Following the recent ‘south coast low’, former Prime Minister Malcolm Turnbull was reported saying ” . . . climate change is bringing about larger and more frequent storms.” However, he added that the ” . . . flooding across eastern Australia can’t be directly attributed to global warming.”
While I have some difficulty trying to separate any weather from climate change, if one were looking for evidence that the storm was larger than usual, the partial destruction of the Eden woodchip mill’s loading wharf is a good regional example. On this issue, the Eden Magnet reported a South East Region Conservation Alliance ‘twitter’ saying “ . . . Act of God wrecks the Eden chip mill jetty and loader. Nature is fighting back.”
Like Malcolm Turnbull, SERCA’s ‘act of God’ would also seem to exclude a direct connection with climate change. Locally there were two moderate flood peaks in the Murrah river, some 15 hours apart. The photo below shows water receding from the front yard after the second peak. Even though most of the Murrah catchment is forested, the flood water is very dirty.
Indeed Bega Valley Shire Council has a ‘boil water before drinking’ alert for customers on the Brogo-Bermagui water supply. The dirty water in the Brogo dam comes almost exclusively from Wadbilliga National Park.
Historically, accepted sources of colloidal materials and suspended sediment have included stream bank erosion, gully incision, roads and logging, particularly when the latter is combined with fire.
What is yet to be considered or accounted for is die-back, in its various forms. Perhaps moving in that direction is a research report titled ‘Bell miner associated dieback: nutrient cycling and herbivore crown damage in Eucalyptus propinqua‘, published early this year.
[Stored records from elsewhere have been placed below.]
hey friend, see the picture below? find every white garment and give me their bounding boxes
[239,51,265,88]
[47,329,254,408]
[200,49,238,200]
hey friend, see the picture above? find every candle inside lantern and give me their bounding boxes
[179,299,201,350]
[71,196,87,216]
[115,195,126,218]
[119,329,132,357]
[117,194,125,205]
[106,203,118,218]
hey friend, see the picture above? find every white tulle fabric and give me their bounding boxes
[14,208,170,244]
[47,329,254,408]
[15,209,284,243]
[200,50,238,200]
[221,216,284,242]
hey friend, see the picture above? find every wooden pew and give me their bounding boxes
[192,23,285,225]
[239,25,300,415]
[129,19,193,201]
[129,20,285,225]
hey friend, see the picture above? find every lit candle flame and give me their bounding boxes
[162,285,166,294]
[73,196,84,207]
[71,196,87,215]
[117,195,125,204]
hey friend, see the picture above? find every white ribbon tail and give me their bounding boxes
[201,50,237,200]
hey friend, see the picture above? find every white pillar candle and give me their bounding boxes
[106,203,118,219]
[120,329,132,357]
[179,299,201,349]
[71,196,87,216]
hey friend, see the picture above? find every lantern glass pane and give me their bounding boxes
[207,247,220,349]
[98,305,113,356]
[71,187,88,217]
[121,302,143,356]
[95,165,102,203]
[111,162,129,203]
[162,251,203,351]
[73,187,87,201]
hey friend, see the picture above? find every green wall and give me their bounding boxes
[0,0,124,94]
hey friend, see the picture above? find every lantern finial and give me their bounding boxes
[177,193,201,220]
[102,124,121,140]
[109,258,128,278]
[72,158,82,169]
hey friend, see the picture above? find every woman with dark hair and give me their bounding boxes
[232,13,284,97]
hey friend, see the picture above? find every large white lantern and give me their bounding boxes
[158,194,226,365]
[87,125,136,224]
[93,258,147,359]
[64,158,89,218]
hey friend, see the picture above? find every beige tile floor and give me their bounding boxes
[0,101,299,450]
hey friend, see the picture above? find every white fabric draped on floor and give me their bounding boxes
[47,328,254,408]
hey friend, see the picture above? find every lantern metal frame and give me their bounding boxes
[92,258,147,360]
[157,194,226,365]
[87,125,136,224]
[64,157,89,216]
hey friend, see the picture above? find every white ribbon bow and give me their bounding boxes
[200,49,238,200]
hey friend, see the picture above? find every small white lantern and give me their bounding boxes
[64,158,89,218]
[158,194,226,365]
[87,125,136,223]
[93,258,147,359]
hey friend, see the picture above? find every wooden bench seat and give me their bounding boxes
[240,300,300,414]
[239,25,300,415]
In essence the research and apart from iron concentrations, couldn’t find a strong correlation between tree crown health and either, leaf nutrients, soils or under-storey, where lantana dominated. Interestingly, very few psyllids were found during the research, undertaken during a dry spell. Rather ” . . . caterpillars of the concealer moth appeared responsible for most defoliation observed during our study the question arises if there is an association between other defoliators and BMAD.”
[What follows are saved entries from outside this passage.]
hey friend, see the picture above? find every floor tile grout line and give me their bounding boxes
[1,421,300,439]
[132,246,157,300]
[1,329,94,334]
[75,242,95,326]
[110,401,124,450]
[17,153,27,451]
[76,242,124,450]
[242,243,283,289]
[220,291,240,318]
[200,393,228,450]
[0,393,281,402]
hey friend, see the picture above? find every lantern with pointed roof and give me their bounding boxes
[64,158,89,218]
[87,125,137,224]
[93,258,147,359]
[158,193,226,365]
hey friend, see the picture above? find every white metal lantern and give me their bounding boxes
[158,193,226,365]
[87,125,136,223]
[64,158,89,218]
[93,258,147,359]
As usual I have some uncertainties about the soil sampling and analysis. For example, the question of whether the soils are dispersible isn’t answered, although it would have provided a link to current forest management.
However, further research is proposed including ” . . . BMAD-affected trees growing in a soil with significantly different water-holding capacity would be valuable for future analyses because of the possible association of topographic moisture with BMAD.”
This particular suggestion would seem to fit in with DPI research, using lidar and multi-spectral satellite imagery ‘to apply a modelling system that accurately maps the current, and potential, distribution of BMAD.’
For the south coast including the distribution of forests subject to extensive canopy die-back, associated with dry weather and drought, would be appropriate. Based on the possible association between topographic moisture, dead trees and dirty water.